By David Nelson, CFA

Investors seem to have stumbled into the middle of a good old-fashioned tug of war. On one side, strong corporate earnings, sales and margins look to push stocks higher. On the other side is a paralyzed Washington, where both sides of the aisle believe the only thing that matters is “I win” and “You lose.”

The casualty is investor confidence with little impetus to drive shares higher. The realization that key parts of the administration’s economic agenda (i.e. tax reform) are at risk.

S&P 500 – 1 year (Source: Bloomberg)

Investors may not care about health care or even the turmoil surrounding the Trump’s firing of FBI Director James Comey, but they do care about earnings. Some economists believe there could be as much as a $1 bump in S&P 500 (^GSPC, SPY) earnings per share for each percentage cut in the corporate tax rate—not to mention $2 trillion in corporate funds held hostage offshore. With strong bi-partisan support, repatriation could add hundreds of billions of dollars to a potential infrastructure spend.

As tax reform slips in the cue, so does the increase in earnings, making the valuation argument that much more real.

XLF S&P 500 financial sector – 1 year (Source: Bloomberg)

Given the backdrop, it’s easy to see why key aspects of the Trump Trade have stalled. Financials (XLF) are pretty much where they were after the election, and the developing bearish head and shoulders pattern speaks to the rising concern. If tax reform can slip, so can deregulation—and for that matter just about anything else in the agenda. I don’t want to get into the politics, but you can do the math.

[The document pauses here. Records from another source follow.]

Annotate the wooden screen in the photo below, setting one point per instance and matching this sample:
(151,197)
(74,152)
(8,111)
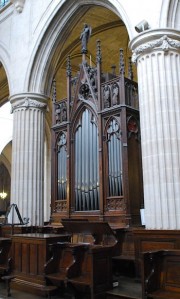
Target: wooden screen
(114,159)
(62,166)
(97,168)
(86,163)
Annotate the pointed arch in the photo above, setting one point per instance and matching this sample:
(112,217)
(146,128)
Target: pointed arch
(45,56)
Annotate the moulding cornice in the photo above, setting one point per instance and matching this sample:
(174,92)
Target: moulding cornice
(158,40)
(27,101)
(19,5)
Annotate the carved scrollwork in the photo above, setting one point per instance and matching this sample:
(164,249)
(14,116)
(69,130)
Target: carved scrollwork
(61,112)
(29,103)
(165,43)
(115,204)
(84,91)
(115,94)
(106,96)
(132,126)
(61,206)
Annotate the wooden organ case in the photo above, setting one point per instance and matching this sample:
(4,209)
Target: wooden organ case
(96,153)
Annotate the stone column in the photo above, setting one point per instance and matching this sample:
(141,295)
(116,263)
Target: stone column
(27,181)
(157,53)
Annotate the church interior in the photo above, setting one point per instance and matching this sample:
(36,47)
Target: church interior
(89,200)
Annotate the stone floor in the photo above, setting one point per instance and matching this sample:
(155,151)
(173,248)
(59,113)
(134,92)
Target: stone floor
(127,288)
(21,295)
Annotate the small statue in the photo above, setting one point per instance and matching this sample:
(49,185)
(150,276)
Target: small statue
(115,91)
(85,34)
(106,93)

Lost in all the noise is some good news

There is some good economic news, as the administration put together an important trade deal with China last week. American beef exporters have long sought access to mainland China, and any progress is certainly good news for those in the Midwest. The US will also be exporting LNG (liquefied natural gas). China is a huge importer of LNG, and the US is growing its export capability exponentially. All of this could pay dividends when negotiations with China turn to North Korea.

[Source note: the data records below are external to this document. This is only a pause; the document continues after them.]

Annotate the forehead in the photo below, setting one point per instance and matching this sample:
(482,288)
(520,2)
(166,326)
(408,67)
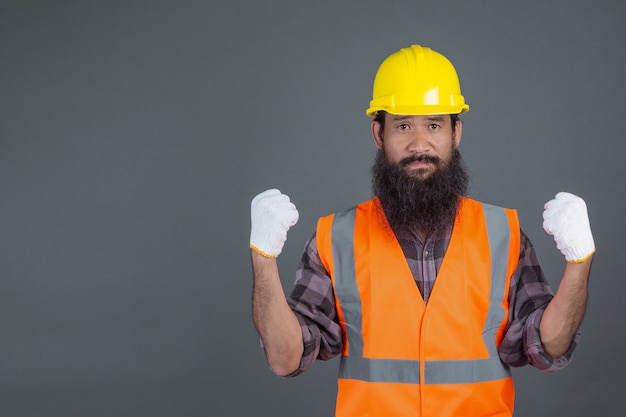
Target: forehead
(438,118)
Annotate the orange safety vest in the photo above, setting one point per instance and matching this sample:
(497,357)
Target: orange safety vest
(404,358)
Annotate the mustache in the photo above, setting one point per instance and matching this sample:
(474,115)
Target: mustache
(420,158)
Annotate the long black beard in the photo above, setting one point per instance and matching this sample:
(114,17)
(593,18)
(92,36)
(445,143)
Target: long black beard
(419,204)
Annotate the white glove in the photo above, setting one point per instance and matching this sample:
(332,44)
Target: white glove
(566,219)
(272,215)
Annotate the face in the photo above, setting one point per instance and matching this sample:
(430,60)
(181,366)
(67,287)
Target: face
(417,142)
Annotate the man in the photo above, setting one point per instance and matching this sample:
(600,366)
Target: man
(429,296)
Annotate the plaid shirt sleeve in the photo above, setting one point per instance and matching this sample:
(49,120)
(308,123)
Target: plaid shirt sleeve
(313,301)
(528,298)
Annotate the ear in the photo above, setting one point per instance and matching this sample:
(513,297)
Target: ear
(458,132)
(377,134)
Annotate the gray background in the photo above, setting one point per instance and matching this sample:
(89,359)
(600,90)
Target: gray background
(133,136)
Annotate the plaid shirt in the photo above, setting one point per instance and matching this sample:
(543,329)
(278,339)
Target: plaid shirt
(312,300)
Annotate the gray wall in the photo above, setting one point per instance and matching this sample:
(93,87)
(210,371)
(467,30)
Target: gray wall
(133,136)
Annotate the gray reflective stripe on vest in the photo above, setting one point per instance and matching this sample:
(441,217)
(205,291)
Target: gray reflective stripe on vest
(355,366)
(345,278)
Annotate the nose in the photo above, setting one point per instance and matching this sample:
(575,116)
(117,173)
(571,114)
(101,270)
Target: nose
(418,143)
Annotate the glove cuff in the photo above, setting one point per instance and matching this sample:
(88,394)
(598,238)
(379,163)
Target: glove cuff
(262,253)
(266,245)
(580,251)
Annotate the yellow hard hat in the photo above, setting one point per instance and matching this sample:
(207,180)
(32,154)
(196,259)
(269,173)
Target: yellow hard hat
(417,81)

Why aren’t the markets down that much if people are worried?

In the absence of any clear direction, money flows to the new safe haven trades. In the old days, if you were concerned about growth, you turned to Proctor & Gamble (PG) or Campbell’s Soup (CPB) and maybe a drug stock or two.

Today you turn to Amazon (AMZN), Apple (AAPL), and Facebook (FB). These are the new consumer staple companies people can’t live without. More important than food and shelter, they also have the added benefit of having very large market caps and, in the case of Apple, the biggest. Meanwhile, underneath the surface, there’s been a rolling correction from one sector to the next.

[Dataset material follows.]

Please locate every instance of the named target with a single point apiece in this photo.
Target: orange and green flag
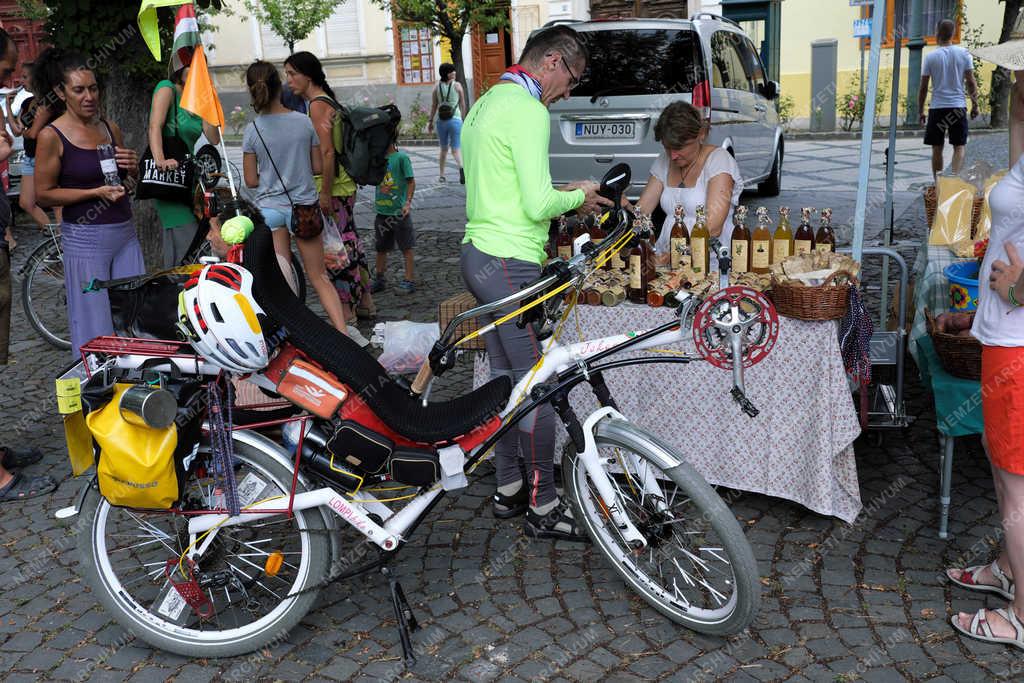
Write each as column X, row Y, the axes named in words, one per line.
column 199, row 95
column 147, row 25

The price action is eerily similar to the middle of 2015, when fewer and fewer stocks were participating. I went to the charts, and at least for now, they’re not alarming.

NYSE % stocks above 200 day moving average – 1 year (Source: Bloomberg)

The percentage of stocks above their 200-day moving average is still healthy, but clearly heading in the wrong direction. The same can be said for the advance decline line.

All in all, US markets continue to digest conflicting information. Earnings and revenue growth look healthy, but valuations are hardly compelling—demanding some sort of positive catalyst to drive the next leg higher. Until we get it, the tug of war continues with investors stuck in the middle and, at least for the moment, unwilling to commit.

*At the time of this article some funds managed by David Nelson were long SPY.